- Genre: Comedy
- Created by: Jay Longino
- Starring: Allen Maldonado; Andrew Bachelor; Jearnest Corchado; Matthew Josten; Yaani King; Justin Lee; Aja Evans;
- Music by: Haim Mazar
- Country of origin: United States
- Original language: English
- No. of seasons: 1
- No. of episodes: 6

Production
- Executive producers: Inny Clemons; Jay Longino; Will Gluck; Richard Schwartz; Jason Belleville; Dave Meyers; Brendan Bragg; Kevin Mann; Justin Killion; Rod Grable;
- Producers: Christopher Boyd; Toby Louie; Andrew Bachelor; Allen Maldonado;
- Cinematography: Scott Cunningham
- Editors: David Blackburn; Gena Fridman;
- Running time: 22–24 minutes
- Production companies: Secret Society Films; Size 13 Productions; Olive Bridge Entertainment; Haven Entertainment; Complex Networks;

Original release
- Network: Netflix
- Release: September 25, 2020

= Sneakerheads (TV series) =

2020 American comedy web television series

Sneakerheads is an American comedy television series created by Jay Longino that premiered on Netflix on September 25, 2020.

==Cast and characters==

- Allen Maldonado as Devin
- Andrew Bachelor as Bobby
- Jearnest Corchado as Nori
- Matthew Josten as Stuey
- Yaani King as Christine
- Justin Lee as Cole
- Aja Evans as Gia

==Episodes==

| No. | Title | Directed by | Written by | Original release date |
|---|---|---|---|---|
| 1 | "100% Pure Adrenaline" | Dave Meyers | Jay Longino | September 25, 2020 |
| 2 | "Hustling Backwards" | Dave Meyers | Jason Belleville Rose McAleese | September 25, 2020 |
| 3 | "The Match" | Dave Meyers | Carl Tart Kara Brown | September 25, 2020 |
| 4 | "CSI: Sandwich" | Dave Meyers | Carl Tart Inny Clemons | September 25, 2020 |
| 5 | "Jason F**king Statham" | Dave Meyers | Jason Belleville | September 25, 2020 |
| 6 | "Dick Pic" | Dave Meyers | Jay Longino | September 25, 2020 |

==Production==
===Development===
On August 17, 2020, Netflix picked up Sneakerheads for a series consisting of 6 episodes.
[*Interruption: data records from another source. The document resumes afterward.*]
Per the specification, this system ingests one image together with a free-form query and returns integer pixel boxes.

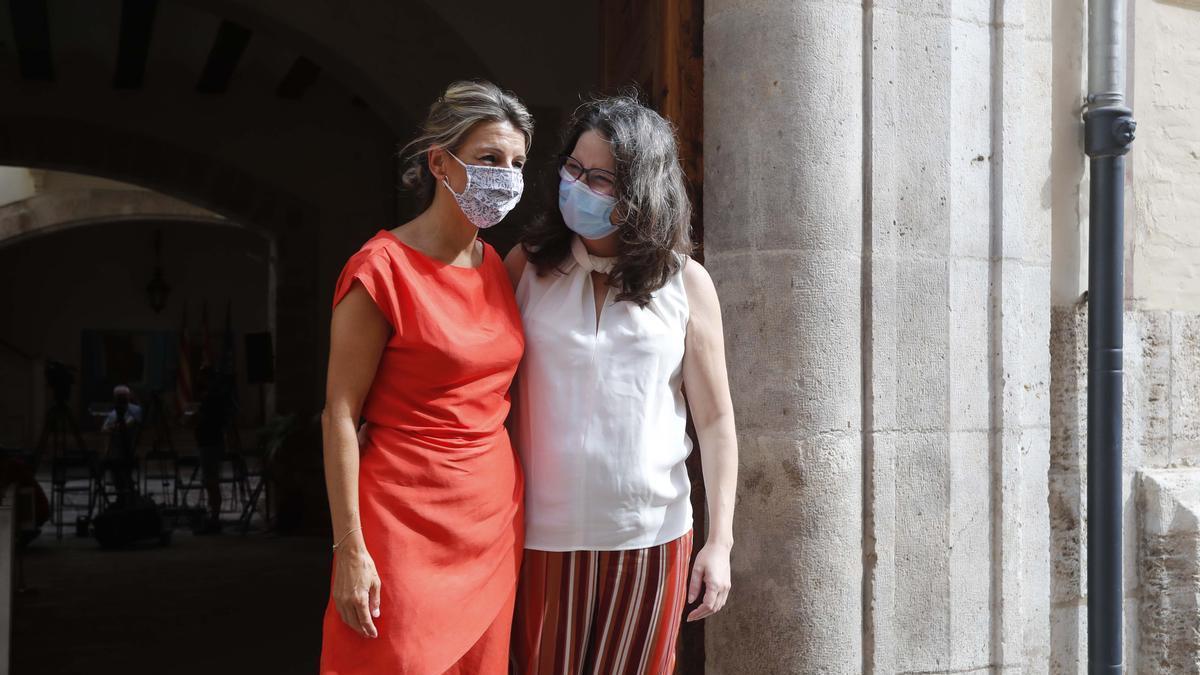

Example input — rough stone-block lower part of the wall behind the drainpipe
[1050,303,1200,674]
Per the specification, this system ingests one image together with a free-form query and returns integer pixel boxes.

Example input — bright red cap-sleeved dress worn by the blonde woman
[320,231,524,675]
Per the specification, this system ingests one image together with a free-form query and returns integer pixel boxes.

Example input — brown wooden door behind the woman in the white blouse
[600,0,704,675]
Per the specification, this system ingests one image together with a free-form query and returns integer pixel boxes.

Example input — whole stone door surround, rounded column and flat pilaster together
[704,0,1052,674]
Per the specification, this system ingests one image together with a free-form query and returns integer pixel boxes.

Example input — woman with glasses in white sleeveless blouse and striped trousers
[505,97,737,675]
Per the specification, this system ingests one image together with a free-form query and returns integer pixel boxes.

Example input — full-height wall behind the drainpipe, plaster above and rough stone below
[1050,0,1200,674]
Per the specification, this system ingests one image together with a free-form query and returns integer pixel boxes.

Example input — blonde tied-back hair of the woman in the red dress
[400,79,533,211]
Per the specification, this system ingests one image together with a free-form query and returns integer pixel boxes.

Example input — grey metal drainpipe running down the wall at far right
[1084,0,1136,675]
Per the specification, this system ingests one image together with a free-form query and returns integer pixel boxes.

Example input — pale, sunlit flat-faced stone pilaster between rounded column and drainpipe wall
[863,0,1050,674]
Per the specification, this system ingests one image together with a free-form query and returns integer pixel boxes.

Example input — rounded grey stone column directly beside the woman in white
[704,0,863,675]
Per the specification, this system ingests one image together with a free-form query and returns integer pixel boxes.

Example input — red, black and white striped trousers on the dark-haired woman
[511,532,692,675]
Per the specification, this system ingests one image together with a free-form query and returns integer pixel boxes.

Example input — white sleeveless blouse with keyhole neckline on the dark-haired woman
[514,238,691,551]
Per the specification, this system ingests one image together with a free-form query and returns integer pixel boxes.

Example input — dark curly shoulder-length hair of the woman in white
[521,95,691,306]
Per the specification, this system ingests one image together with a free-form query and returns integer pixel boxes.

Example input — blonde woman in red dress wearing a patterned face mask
[320,82,533,675]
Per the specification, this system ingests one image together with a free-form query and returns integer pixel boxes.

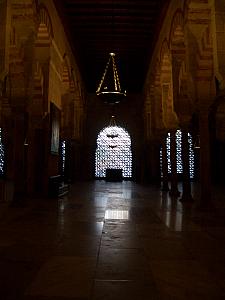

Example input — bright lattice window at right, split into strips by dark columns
[160,130,194,179]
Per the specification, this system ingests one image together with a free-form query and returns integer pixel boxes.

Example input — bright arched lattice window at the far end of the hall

The series was created by Jay Longino, who also executive produced alongside Inny Clemons, Justin Killion, Will Gluck, Richard Schwartz, Kevin Mann, Brendan Bragg, Jason Belleville, Rod Grable, and Dave Meyers. The series premiered on September 25, 2020.

===Casting===
Upon the announcement that the series had been picked up, it was reported that Allen Maldonado, Andrew Bachelor, Jearnest Corchado, Matthew Josten, Yaani King, Justin Lee, and Aja Evans were cast in starring roles.

==Reception==
For the series, review aggregator Rotten Tomatoes reported an approval rating of 57% based on 7 reviews, with an average rating of 5/10. Metacritic gave the series a weighted average score of 47 out of 100 based on 4 reviews, indicating "mixed or average reviews".